The Classic Car Club of America (CCCA) has a list of cars that are recognized qualifiers as classic. The CCCA's definition of classic refers to cars made between 1925 and 1948, however there are many exceptions to this long list. The list is very specific as to what makes of each model are given the "classic" designation.

Most insurance companies consider your car an antique or classic if it is at least 15 or 20 years old or older (depending on where you live), garaged when not in use, and driven less than a set amount of miles (generally less than 2,500 miles per year but some insurance company gives up to 5,000 miles/year).

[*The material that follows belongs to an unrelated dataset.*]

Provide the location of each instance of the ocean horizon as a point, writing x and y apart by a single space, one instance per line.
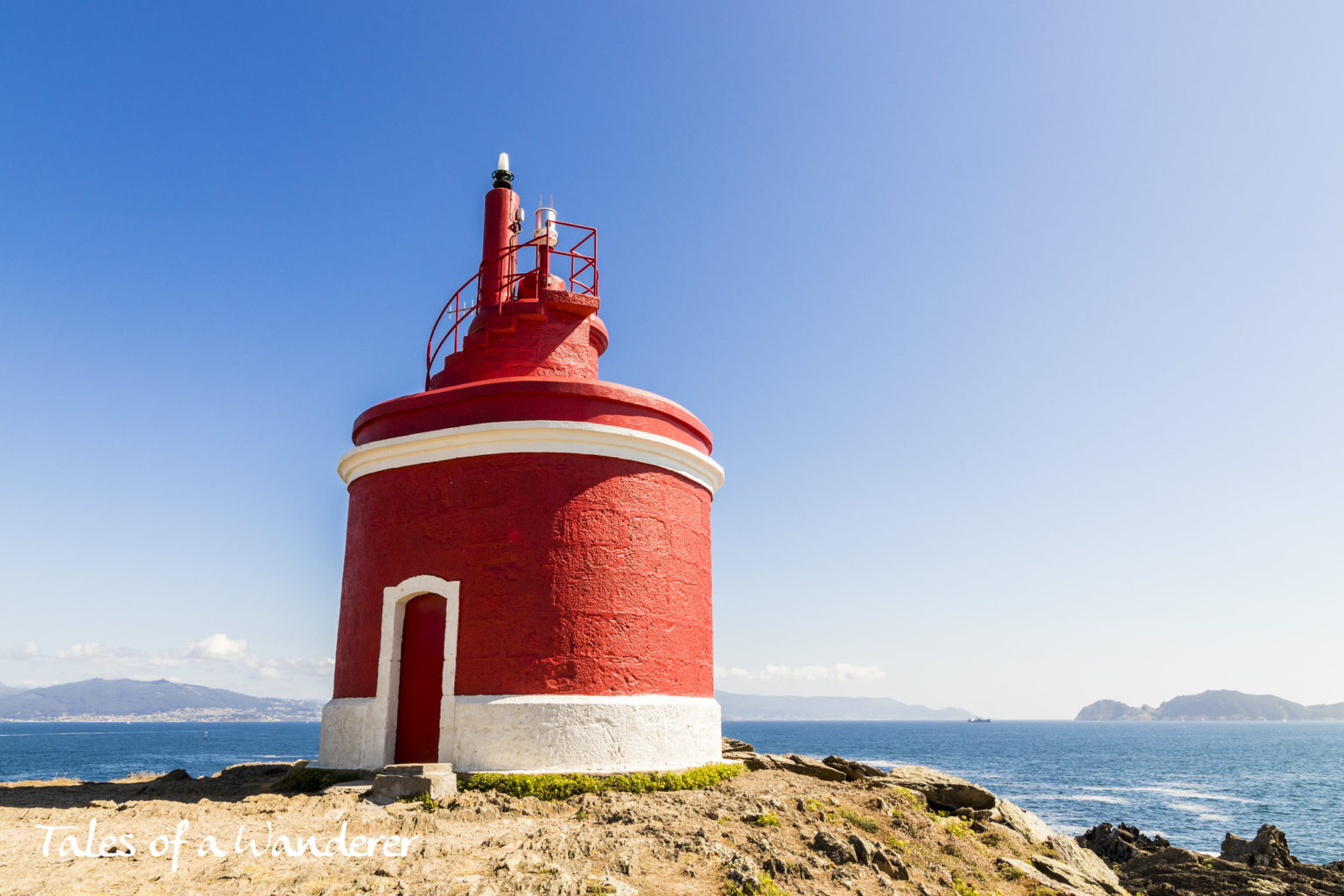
1191 782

Many insurance companies also require that you own at least one other vehicle for "regular" use. Regarding the insurance itself, if you have more money in your car than what the blue book lists, you will need to get it appraised and get and get an "agreed value" insurance policy. It will cost you less than a standard policy, and more importantly, you'll get the true value of your car should it be damaged or totaled. Under agreed-value policy terms, the insurance company and the vehicle owner discuss the value of the vehicle --and agree on it -- so that it is covered up to that dollar amount in the policy. 

To learn about insuring a classic car, check out our guide to insuring classic cars.

The department of motor vehicles (DMV) definition for a classic car differs from state to state. In general, though a classic is any vehicle older than 15 years while an antique is more than 25 years old.

To find out your state's definition of a classic car and how old it must be to be considered a classic or antique check with your state's DMV.